Pese a que intento imaginar de qué habla, mi conocimiento de sus territorios es escaso, por decir lo menos. Si bien hay otro mar que bordea el extremo occidental del continente, eso es todo lo que sé por ahora.
—Mi tío Julian está ansioso por conocer mejor su país —indica Tiberias; habla despacio, con convicción, y eso lo envejece una década—. Sospecho que sus preguntas son la causa del retraso del primer ministro.
—Quizá, mi Dane es feliz en su biblioteca.
Julian también. ¿El primer ministro desea establecer vínculos propios, aliarse con un afable Plateado de Norta, o sólo pasa gratamente el tiempo con otro sabio, deseoso de compartir información sobre su país?
Después del salmón llega una sopa de verduras, humeante bajo el aire helado, y luego una ensalada de verduras frescas y arándanos silvestres cosechados en estas montañas.
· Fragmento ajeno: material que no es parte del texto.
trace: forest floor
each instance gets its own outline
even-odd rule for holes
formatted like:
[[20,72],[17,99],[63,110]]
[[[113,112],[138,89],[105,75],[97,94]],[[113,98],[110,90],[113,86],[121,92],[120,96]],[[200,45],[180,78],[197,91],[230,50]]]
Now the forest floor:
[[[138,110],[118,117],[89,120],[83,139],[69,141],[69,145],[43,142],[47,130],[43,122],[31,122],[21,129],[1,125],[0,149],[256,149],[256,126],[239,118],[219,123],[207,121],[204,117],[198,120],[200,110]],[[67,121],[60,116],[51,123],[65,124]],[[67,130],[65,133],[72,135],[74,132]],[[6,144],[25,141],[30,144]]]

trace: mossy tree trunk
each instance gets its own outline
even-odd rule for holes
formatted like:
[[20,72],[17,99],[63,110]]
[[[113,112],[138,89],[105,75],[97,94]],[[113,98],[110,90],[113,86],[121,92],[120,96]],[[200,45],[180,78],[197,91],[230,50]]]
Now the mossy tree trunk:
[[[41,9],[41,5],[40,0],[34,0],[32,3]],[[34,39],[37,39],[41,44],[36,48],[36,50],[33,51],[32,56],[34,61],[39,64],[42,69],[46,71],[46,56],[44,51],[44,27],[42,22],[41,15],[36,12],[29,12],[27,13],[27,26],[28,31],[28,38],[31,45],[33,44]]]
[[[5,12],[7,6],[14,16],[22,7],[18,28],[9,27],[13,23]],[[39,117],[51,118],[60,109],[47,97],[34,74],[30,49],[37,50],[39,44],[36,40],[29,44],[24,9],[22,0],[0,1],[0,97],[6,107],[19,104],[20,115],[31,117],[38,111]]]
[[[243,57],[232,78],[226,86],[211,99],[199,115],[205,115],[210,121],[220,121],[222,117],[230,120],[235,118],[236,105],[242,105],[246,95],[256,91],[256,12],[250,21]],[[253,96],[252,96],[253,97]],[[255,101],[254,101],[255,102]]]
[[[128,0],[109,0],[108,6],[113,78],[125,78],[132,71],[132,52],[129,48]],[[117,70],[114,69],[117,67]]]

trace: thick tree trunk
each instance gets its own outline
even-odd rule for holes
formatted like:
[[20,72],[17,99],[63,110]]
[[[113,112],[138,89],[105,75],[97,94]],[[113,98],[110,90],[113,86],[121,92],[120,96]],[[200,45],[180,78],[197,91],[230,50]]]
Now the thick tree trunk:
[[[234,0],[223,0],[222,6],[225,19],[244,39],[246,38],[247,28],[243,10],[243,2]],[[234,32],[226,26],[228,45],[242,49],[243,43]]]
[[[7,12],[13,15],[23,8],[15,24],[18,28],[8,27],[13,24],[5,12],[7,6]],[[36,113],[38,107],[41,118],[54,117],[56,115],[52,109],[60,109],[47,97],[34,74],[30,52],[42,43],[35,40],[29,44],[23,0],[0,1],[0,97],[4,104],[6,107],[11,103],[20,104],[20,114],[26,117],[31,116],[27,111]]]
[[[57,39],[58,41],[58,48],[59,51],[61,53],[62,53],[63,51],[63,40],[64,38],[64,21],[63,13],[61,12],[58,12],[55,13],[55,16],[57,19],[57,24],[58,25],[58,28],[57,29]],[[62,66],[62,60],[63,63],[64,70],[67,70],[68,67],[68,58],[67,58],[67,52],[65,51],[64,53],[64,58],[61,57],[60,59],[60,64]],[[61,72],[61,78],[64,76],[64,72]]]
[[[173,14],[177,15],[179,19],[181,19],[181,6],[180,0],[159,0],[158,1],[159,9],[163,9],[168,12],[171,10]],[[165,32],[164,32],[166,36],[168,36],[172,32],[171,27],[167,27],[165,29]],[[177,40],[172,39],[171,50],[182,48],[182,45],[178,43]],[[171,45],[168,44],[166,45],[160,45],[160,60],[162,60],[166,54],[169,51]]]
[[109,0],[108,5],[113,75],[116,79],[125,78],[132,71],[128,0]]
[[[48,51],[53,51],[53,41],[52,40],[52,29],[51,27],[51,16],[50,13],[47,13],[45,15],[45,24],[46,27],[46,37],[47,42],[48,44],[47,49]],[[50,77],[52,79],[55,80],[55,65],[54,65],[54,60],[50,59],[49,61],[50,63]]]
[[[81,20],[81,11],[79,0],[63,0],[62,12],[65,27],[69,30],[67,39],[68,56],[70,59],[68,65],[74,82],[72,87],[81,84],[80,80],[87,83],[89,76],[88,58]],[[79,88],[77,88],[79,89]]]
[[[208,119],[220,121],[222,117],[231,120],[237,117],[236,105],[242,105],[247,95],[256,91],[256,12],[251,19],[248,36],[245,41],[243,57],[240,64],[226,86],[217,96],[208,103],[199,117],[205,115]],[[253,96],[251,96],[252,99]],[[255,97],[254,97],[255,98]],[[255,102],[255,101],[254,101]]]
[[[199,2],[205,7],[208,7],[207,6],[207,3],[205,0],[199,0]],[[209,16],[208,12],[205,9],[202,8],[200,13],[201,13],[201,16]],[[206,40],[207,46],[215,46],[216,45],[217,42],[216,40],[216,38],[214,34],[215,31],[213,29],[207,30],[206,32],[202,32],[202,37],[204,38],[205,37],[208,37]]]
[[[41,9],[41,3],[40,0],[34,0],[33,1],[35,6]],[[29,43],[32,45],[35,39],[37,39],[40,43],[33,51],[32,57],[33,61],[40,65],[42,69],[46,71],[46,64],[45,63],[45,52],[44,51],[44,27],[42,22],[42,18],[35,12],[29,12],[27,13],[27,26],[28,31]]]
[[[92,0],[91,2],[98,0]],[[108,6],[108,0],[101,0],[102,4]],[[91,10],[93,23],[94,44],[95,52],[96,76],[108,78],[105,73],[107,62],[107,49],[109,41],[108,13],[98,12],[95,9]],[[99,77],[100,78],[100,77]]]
A Carmadon le tiene sin cuidado que nadie más que él hable. Llena el silencio con su parloteo, detalla con deleite cada aspecto de la cena que preparó: las particularidades del aderezo de la ensalada, la mejor época del año para recoger moras, cuánto tiempo deben cocerse las verduras, las dimensiones de su huerto personal, etcétera. Dudo que Evangeline, Tiberias o Anabel hayan cocinado un día en su vida y me pregunto si Farley ha comido en alguna ocasión algo que no fuera robado o racionado.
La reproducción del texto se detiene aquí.